I've thought of a few options, none of which are ideal, and am not sure which would be best:
1. Slow cook on the grill tonight; heat back up on the grill tomorrow. This is what I'm leaning towards, but I'm not sure how great they will be reheated. I'm also not sure how ideal a gas grill is for slow cooking. My thought is to turn the front burner on to low or medium-low, and stack the three racks of ribs over the back burner. There is just enough grill space that I could fit the three racks on with just a little overlap, instead of stacking, but then they would be cooking over direct heat. Even on low, I have a feeling this is too much heat.
2. Slow cook in the oven tonight until almost done; finish on the grill tomorrow. This would mean the ribs would only be smoked for a short period, and only after they were already mostly cooked. I have a feeling this would mean they weren't very smokey.
3. Cook entirely on the grill tomorrow. I am not sure it's possible to get good ribs with only an hour and a half to two hours of cooking time.
I'm willing to consider other possibilities that I haven't thought of.
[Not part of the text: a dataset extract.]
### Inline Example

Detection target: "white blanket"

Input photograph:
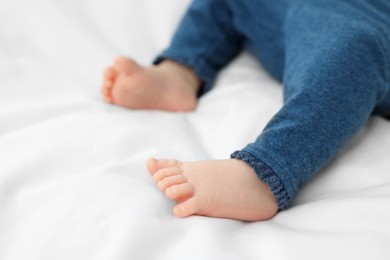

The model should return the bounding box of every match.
[0,0,390,260]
Thanks for the replies. Based on the responses I got, I went with my option 1. They didn't come out exactly the way they come out on my smoker, but they were great. The inside meat was very close to as good as I get it on the smoker, and the outside was actually a little bit better.
While loin back ribs will stand up to traditional BBQing methods...They certainly don't need it! I frequently Direct grill them 18 inches above wood coals..55-65 minutes from Kitchen counter to supper plate is the norm...Baste two or three times with a simple mixture of water, Worcestershire, bacon fat, and a few spoons full of rub...Sprinkle with rub just as you take them up --- This will give you "Dry" ribs....If you prefer "Wet" ribs then sauce the last few minutes of cooking being careful not to burn the sauce....Or you could serve two or three sauces on the side at the table.
You do not need to slow smoke baby back ribs. You can grill them over indirect heat on a gas grill in about 45 min to an hour. Add a foil packet of wood chips to the grill and you are almost there. Its not as good as true bbq'ed ribs but definitely tasty. Finish over direct heat to get a nice crust on it.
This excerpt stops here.